701.6111/505

The Secretary of State to the Attorney General (Palmer)

Sir: I have the honor to acknowledge the receipt of your letter of November 29, 1920, in which, in connection with the proceedings [Page 479] now pending before the Secretary of Labor looking to the deportation of Ludwig C. A. K. Martens, you invite attention to Section 3 of the Immigration Act of February 5, 1917, providing

“That nothing in this Act shall be construed to apply to accredited officials of foreign governments, …”

and request an expression of my opinion upon the meaning of the words quoted and their applicability to the status of Mr. Martens. You state that Mr. Martens does not claim the diplomatic immunity referred to in this Department’s letter to you of April 8 last, but bases his claim upon the Act of February 5, 1917.

I am of the opinion that the term “accredited officials of foreign governments” was meant to refer to those officials of foreign governments who have come to the United States as representatives of their governments, as, for example, diplomatic officers.

Before there can be an accredited officer of a foreign government, however, it must be admitted that the government which the person purports to represent actually exists, and that the officer is in fact accredited by such existing government. The question of whether the so-called Russian Socialist Federal Soviet Republic should be considered by the United States as an existing government is entirely within the discretion of this Government. The underlying principles in such a case were enunciated by Chief Justice Marshall in the case of Rose v. Hymely (4 Cranch 239 [241]) referred to in the memorandum enclosed with this Department’s letter to you of April 8, 1920.
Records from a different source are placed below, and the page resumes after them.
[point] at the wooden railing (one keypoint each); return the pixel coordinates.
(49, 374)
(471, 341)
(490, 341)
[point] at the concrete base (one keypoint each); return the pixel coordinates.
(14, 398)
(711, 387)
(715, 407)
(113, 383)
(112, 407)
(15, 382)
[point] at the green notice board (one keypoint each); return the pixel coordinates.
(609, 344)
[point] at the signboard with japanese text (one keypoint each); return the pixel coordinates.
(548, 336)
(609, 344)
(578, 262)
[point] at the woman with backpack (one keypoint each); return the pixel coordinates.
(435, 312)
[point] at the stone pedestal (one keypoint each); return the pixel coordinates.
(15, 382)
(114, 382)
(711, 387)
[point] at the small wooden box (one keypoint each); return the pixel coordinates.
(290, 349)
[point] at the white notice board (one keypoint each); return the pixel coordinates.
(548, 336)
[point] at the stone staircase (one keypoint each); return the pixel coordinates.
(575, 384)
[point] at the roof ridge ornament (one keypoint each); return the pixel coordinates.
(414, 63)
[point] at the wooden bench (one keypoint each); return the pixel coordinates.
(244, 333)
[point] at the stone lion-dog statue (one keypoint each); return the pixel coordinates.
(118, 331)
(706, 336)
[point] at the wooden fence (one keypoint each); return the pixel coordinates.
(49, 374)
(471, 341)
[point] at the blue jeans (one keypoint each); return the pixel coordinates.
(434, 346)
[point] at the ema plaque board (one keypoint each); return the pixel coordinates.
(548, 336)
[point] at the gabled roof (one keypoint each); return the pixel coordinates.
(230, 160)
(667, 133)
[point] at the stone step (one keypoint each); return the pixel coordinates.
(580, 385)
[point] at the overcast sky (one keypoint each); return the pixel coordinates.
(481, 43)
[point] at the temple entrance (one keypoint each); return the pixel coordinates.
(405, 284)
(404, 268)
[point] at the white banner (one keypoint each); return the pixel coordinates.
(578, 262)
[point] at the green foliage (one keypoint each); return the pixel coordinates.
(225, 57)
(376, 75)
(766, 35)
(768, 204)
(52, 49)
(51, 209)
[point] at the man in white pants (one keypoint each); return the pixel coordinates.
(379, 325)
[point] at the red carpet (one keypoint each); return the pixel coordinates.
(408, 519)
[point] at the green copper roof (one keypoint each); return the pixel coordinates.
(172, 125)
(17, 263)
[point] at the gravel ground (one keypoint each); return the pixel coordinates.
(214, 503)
This Government has not recognized the Bolshevist regime at Moscow as an existing government, and has on more than one occasion publicly announced that Mr. Martens had not been received or recognized as “the representative of the Government of Russia or of any other government”.

I am, therefore, of the opinion that the above quoted provision of the Immigration Act of February 5, 1917, has no application to the case of Mr. Martens. As of interest in this relation I may refer to the case of Hollander v. Baiz, Consul General, 41 Fed. 735, and to the opinion of the Supreme Court of the United States (135 U.S. page 403), sustaining the ruling of the District Court in the case just mentioned.